The federal government has not been borrowing from the central bank under the IMF programme but it is now reluctant to give a legal cover to this temporary ban, in place since July 2019. Sources said that the IMF Mission Chief Ernest Rigo last week refused to accept this demand.
The ban on borrowing from the central bank has left the government at the mercy of commercial banks that in recent week have been demanding an interest rate that is significantly higher than the key policy rate of 7.25%.
The IMF is now expected to give its final position on the proposed new amendments. The government is running against time to achieve the goal of approval of $1 billion loan tranche by December 17.

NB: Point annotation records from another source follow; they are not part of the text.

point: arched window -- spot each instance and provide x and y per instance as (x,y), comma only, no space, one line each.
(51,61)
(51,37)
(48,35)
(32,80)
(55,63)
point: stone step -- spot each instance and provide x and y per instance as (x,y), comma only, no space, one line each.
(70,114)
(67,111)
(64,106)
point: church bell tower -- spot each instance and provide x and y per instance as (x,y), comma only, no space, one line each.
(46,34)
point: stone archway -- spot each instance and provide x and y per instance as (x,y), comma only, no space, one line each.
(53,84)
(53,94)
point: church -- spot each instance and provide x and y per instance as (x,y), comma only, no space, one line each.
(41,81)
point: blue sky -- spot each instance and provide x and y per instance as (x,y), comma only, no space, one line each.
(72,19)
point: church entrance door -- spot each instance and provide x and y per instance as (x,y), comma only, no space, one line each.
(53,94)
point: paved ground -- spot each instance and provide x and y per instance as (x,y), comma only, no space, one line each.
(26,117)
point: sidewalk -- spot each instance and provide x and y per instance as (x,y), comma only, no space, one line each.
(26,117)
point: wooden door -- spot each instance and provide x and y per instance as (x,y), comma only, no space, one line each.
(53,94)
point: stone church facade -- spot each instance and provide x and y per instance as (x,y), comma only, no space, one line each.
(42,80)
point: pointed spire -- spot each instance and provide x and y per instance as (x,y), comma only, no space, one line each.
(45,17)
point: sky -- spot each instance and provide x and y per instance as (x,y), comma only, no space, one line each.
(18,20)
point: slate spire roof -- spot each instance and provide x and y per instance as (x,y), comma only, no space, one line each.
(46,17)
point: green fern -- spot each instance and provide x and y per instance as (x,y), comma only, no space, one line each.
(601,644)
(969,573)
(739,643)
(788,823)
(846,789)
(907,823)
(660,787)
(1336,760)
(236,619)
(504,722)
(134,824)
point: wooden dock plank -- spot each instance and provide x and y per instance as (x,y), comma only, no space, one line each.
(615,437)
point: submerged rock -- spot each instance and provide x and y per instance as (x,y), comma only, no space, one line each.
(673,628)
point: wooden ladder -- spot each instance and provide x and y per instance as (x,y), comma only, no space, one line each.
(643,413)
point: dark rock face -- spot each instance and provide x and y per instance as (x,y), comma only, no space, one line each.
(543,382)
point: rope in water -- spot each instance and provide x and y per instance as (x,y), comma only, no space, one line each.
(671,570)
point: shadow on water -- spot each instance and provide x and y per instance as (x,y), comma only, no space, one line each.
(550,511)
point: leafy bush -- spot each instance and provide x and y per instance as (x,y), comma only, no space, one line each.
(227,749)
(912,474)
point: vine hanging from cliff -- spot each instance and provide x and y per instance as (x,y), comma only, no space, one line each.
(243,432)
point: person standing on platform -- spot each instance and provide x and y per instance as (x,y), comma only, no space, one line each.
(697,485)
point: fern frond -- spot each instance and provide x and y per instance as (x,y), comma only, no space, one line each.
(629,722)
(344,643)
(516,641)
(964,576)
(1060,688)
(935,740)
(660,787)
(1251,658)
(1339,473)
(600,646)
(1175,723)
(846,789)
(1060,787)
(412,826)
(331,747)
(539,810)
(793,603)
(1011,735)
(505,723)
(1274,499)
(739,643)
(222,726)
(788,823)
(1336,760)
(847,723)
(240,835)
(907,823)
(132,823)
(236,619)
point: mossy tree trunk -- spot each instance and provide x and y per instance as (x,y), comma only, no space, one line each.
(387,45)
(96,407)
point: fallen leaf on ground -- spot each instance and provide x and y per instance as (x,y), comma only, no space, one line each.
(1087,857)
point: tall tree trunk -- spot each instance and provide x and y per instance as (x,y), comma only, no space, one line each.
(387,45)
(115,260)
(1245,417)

Sources said government has showed its intention to retain the Monetary and Fiscal Policies
Coordination Board, which is an important statutory forum to align the monetary and fiscal policies of the country. As per the approved bill, the government had earlier agreed to abolish this board.
Sources said the government now also wanted to retain the finance secretary on the board of the central bank, which it earlier had agreed to withdraw.
The approval of the amendment bill was the condition that was hampering a deal between Pakistan and the IMF for $1 billion loan tranche, Tarin revealed last week.
Last week, the law minister had told the IMF about clauses that the federal cabinet had approved as part of attempts to give absolute autonomy without accountability but were unconstitutional provisions.
These are related to a mechanism for removal of the SBP governor, allowing him to appear before parliament by bypassing Finance Division, giving absolute immunity to the governor, and others from any kind of investigation and limiting parliament’s powers to amend the SBP law in the future.